Dorozhenko then moved his hockey school, Next Generation Hockey, to Scottsdale, Arizona in 2005. The move was precipitated by a training camp he held in Phoenix the prior year, where he met the future NHLer Auston Matthews, who was age seven at the time. It was Matthews’ parents that suggested to Dorozhenko that he move to Arizona full-time—where he lived with the Matthews family for his first two years in the US. Dorozhenko acted as a coach to Matthews throughout his youth hockey career, and was referred to affectionately as "Uncle Boris" by the young player. He also received initial support from former NHL players Claude Lemieux and Russ Courtnall, whose sons trained under Dorozhenko.

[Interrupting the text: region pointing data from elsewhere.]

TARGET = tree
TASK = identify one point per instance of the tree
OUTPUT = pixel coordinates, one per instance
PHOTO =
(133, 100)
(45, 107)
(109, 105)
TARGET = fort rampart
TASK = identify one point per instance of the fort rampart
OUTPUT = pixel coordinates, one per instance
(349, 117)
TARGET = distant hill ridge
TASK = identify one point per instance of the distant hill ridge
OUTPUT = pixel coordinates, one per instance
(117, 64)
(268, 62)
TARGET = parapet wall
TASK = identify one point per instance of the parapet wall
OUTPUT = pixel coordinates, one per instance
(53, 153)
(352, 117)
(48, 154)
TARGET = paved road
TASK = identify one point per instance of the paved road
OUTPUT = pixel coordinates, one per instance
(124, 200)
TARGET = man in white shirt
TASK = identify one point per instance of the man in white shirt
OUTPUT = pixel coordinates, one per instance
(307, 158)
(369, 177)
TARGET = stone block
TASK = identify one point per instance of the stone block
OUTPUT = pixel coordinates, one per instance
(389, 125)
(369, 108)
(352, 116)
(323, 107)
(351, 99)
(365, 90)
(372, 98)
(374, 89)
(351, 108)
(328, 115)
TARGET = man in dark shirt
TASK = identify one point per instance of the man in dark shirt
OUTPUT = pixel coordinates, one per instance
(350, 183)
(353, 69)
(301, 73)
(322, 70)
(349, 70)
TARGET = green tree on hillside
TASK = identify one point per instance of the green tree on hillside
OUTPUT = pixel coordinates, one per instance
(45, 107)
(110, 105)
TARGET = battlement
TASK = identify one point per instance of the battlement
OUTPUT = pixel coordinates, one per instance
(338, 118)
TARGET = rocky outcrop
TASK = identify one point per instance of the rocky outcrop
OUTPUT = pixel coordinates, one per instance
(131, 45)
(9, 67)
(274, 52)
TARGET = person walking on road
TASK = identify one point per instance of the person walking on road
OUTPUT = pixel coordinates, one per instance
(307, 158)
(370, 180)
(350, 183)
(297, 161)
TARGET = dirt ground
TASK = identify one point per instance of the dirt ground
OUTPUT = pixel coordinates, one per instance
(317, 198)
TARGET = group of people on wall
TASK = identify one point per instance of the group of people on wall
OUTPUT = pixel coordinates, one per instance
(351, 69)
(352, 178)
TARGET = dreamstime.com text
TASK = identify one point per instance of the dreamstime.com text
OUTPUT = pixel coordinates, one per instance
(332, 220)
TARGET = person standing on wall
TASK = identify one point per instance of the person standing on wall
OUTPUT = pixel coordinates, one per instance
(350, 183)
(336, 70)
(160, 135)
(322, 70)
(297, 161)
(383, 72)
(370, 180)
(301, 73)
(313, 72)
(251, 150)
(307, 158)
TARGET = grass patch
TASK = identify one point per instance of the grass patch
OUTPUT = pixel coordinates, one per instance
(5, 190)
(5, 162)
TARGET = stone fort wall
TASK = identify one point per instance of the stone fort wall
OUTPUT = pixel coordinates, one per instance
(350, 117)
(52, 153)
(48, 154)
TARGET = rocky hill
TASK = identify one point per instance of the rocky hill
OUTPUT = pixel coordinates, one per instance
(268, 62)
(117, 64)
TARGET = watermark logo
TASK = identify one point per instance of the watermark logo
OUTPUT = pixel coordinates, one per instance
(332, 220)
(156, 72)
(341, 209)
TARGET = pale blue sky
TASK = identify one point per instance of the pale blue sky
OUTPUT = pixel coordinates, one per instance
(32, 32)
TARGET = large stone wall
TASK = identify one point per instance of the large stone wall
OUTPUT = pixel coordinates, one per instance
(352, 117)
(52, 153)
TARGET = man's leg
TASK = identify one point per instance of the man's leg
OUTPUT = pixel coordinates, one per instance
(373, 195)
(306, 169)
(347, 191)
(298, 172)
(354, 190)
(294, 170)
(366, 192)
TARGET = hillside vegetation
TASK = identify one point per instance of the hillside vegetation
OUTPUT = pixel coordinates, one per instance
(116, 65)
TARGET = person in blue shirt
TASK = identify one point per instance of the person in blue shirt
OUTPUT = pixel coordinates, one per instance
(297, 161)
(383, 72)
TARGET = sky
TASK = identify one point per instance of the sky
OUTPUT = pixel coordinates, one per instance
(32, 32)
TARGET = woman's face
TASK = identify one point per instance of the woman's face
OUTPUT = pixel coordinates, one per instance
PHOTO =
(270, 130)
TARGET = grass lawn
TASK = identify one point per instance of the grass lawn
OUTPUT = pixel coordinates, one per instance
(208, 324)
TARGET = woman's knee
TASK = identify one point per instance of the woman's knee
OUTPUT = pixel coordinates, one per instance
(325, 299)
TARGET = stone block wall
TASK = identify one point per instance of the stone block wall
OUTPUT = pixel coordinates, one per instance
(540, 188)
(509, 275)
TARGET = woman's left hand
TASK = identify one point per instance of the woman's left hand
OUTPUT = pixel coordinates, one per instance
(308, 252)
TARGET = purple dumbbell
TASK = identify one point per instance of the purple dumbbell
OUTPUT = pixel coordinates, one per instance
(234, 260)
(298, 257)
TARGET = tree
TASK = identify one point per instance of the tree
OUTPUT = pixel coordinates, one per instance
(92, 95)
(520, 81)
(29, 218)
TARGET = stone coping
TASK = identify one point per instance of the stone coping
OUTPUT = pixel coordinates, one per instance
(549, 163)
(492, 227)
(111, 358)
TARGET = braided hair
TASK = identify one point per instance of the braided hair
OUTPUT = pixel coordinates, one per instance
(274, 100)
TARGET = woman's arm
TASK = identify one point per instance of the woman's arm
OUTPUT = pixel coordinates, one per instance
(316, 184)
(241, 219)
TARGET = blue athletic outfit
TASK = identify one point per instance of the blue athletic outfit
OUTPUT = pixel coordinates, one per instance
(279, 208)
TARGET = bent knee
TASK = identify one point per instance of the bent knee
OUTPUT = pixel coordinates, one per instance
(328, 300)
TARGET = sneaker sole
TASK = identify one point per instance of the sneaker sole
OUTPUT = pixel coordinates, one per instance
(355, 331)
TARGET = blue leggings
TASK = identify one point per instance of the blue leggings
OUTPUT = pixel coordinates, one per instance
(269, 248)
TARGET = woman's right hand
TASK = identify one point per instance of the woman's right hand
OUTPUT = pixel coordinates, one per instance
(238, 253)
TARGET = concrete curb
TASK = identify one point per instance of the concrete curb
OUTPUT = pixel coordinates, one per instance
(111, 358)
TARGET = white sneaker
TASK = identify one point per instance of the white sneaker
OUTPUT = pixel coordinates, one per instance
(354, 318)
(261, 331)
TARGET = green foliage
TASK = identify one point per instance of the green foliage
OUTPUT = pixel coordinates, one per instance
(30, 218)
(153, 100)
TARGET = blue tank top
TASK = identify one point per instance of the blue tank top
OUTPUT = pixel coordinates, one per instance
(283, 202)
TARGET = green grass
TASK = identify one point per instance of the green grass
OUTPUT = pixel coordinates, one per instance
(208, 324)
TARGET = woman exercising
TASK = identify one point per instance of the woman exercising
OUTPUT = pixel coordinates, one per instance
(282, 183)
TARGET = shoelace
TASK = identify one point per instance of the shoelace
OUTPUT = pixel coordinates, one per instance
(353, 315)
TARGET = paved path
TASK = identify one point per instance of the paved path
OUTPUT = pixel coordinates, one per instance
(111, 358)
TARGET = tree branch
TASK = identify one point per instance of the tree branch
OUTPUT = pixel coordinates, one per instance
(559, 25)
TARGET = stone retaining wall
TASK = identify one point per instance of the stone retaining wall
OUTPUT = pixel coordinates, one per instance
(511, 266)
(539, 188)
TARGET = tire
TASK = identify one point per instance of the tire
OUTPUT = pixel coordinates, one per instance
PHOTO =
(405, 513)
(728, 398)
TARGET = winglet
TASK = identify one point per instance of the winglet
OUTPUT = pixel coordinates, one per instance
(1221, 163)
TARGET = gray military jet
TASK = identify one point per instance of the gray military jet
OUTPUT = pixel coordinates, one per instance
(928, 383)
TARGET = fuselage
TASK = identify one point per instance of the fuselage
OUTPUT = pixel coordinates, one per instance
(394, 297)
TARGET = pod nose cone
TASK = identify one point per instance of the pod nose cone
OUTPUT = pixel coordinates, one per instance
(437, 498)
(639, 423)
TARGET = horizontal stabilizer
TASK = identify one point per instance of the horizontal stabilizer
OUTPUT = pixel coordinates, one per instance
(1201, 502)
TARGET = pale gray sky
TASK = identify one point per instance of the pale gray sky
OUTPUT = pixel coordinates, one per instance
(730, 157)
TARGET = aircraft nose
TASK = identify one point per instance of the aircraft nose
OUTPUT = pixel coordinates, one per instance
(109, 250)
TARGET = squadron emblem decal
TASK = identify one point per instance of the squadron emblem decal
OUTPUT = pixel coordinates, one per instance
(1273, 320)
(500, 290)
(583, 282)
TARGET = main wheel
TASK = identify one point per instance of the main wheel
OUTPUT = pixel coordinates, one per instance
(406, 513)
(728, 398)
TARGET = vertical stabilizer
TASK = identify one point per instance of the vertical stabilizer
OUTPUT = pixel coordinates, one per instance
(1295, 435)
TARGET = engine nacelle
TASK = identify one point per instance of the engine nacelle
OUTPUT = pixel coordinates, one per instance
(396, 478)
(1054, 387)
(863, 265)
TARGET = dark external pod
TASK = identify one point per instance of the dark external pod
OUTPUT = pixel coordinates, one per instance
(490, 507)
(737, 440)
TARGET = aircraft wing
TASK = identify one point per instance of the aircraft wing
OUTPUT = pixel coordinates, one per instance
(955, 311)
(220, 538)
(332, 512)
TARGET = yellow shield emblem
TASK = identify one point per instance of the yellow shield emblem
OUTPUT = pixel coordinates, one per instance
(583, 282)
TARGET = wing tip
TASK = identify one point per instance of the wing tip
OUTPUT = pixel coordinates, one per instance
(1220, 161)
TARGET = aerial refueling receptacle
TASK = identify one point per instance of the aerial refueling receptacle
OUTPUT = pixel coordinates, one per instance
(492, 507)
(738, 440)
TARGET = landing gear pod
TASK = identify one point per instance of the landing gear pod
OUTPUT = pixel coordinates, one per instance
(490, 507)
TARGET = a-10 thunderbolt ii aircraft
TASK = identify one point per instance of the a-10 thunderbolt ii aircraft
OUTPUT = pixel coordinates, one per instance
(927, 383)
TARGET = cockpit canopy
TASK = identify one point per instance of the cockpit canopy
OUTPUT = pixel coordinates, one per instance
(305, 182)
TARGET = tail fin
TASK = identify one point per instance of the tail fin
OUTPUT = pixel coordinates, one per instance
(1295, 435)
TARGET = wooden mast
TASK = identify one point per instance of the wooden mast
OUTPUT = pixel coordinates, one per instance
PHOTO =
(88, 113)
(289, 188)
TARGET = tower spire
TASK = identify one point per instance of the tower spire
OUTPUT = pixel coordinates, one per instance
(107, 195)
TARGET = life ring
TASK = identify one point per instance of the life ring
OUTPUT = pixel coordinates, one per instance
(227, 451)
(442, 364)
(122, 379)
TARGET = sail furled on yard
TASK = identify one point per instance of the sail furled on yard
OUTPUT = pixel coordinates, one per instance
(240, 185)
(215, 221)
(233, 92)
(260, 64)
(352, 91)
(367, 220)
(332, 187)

At Next Generation Hockey, Dorozhenko runs month long camps focusing on skating and drills, and he also travels to international hockey camps to provide skating drills. These drills focus on “edge control”, so that players develop a natural ability to maneuver better while under duress. In his program, Dorozhenko places skating skills ahead of puck control skills in a player's development.